We define and train a convolutional neural network (CNN) model to recognize handwritten digits.  Although CNNs can be used in many contexts, they are probably most often used in the context of image processing.

## Required imports

In [None]:
import keras
from keras import backend as K
from keras.datasets import mnist
import matplotlib.pyplot as plt
%matplotlib inline
import numpy as np
from sklearn.model_selection import train_test_split
from sklearn.pipeline import Pipeline
from sklearn.preprocessing import FunctionTransformer, OneHotEncoder

## Data preparation

Depending on the backend keras uses, the input format slightly differs. Either the number of color channels is the first, or the last dimension.  Our input data is grayscale, so there is only a single color channel

In [None]:
img_channels, img_rows, img_cols = 1, 28, 28

if K.image_data_format() == 'channels_first':
    shape_ord = (img_channels, img_rows, img_cols)
else:  # channel_last
    shape_ord = (img_rows, img_cols, img_channels)

Load the data again.

In [None]:
(x_train, y_train), (x_test, y_test) = mnist.load_data()

### Data preprocessing

First, reshape the input data to take into account the color channels of the images.
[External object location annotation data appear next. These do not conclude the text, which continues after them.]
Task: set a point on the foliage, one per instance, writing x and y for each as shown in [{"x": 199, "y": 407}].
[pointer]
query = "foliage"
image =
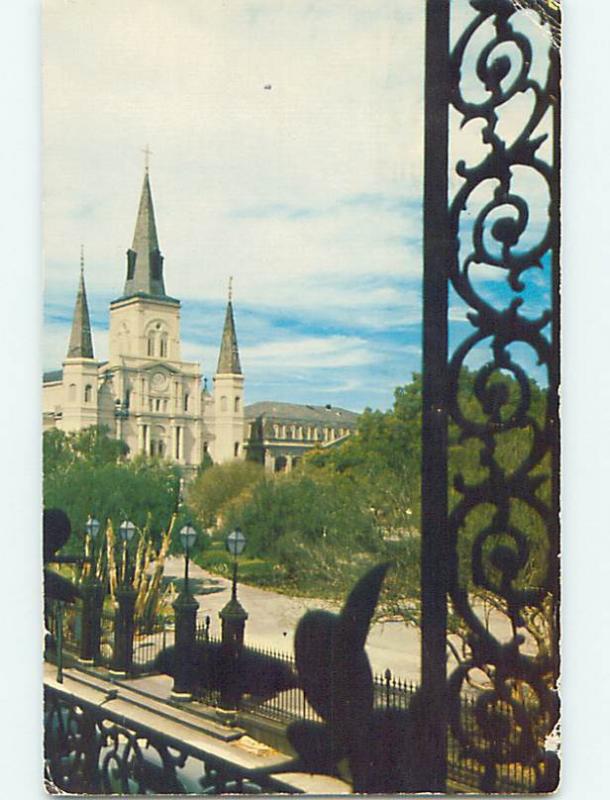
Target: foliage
[
  {"x": 86, "y": 473},
  {"x": 216, "y": 488},
  {"x": 313, "y": 528},
  {"x": 382, "y": 459}
]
Most learning algorithms work better when the input data is normalized to the interval $[0, 1]$.

The output can be transformed using the pipeline defined for the multilayer network and can be imported from the `mnist_utils` module.

### Validation data

In order to make this reproducible, we have to seed the random number generator.

In [None]:
np.random.seed(1234)

During the training, we will require a validation set, so we split the training data into two sets, one for actual training, the other for validation.  Note, we don't touch the test data set at all during the training process.  The default is using 75 % of the data for training, 25 % for validation. This function will also shuffle the data set prior to splitting (hence seeding the random number generator).

In [None]:
x_train, x_val, y_train, y_val = train_test_split(x_train, y_train)

In [None]:
x_train.shape, x_val.shape, x_train.dtype, y_train.shape, y_val.shape, y_train.dtype

### Verification

Since we've done quite some transformations, let's verify whether we didn't mess up.

In [None]:
frame = plt.gca()
frame.axes.get_xaxis().set_visible(False)
frame.axes.get_yaxis().set_visible(False)
plt.imshow(x_train[0, :, :, 0], cmap='gray');

In [None]:
print(y_train[0])

## Simple CNN

We start with a very straightforward network with a single convolutional layer.

### Required imports

In [None]:
from keras.models import Sequential
from keras.layers import Activation, Conv2D, Dense, Dropout, Flatten
from keras.optimizers import SGD
import tensorflow as tf

Seed TensorFlow's random number generator.

In [None]:
tf.set_random_seed(40580)

### Model definition

The network has 32 filters, each 3 $\times$ 3 pixels in its convolutional layer, and a ReLU activation function. For the second, dense layer, the output of the convolutional layer is first flattened. The dense layer's activation function is SoftMax to determine the category for the image.

In [None]:
nr_filters = 32
nr_classes = 10
conv_x_size, conv_y_size = 3, 3

In [None]:
cnn_model.summary()

In [None]:
cnn_hist = cnn_model.compile(loss='categorical_crossentropy',
                             optimizer=SGD(lr=0.1, decay=1.0e-6, 
                                           momentum=0.9, nesterov=True),
                             metrics=['accuracy'])

### Training

In [None]:
cnn_hist = cnn_model.fit(x_train, y_train, batch_size=32, epochs=10,
                         verbose=1, validation_data=(x_val, y_val))

In [None]:
def plot_history(network_history):
    plt.figure()
    plt.xlabel('Epochs')
    plt.ylabel('Loss')
    plt.plot(network_history.history['loss'])
    plt.plot(network_history.history['val_loss'])
    plt.legend(['Training', 'Validation'])
    plt.figure()
    plt.xlabel('Epochs')
    plt.ylabel('Accuracy')
    plt.plot(network_history.history['acc'])
    plt.plot(network_history.history['val_acc'])
    plt.legend(['Training', 'Validation'], loc='lower right')

In [None]:
plot_history(cnn_hist)

In [None]:
cnn_model.evaluate(x_test, y_test)

Although the test accuracy is quite acceptable, the training accuracy is a lot higher, so most likely there is some overfitting.

In [None]:
cnn_model.save('mnist_cnn.h5')

## More layers & dropout

This model has an additional hidden layer to improve accuracy.

In [None]:
cnn_do_model.summary()

In [None]:
cnn_do_model.compile(loss='categorical_crossentropy',
                     optimizer=SGD(),
                     metrics=['accuracy'])

In [None]:
cnn_do_hist = cnn_do_model.fit(x_train, y_train, batch_size=32, epochs=10,
                               verbose=1, validation_data=(x_val, y_val))

In [None]:
plot_history(cnn_do_hist)

In [None]:
cnn_do_model.evaluate(x_test, y_test)

Now the accuracies for training, validation and test data are more in line.

In [None]:
cnn_do_model.save('mnist_cnn_do.h5')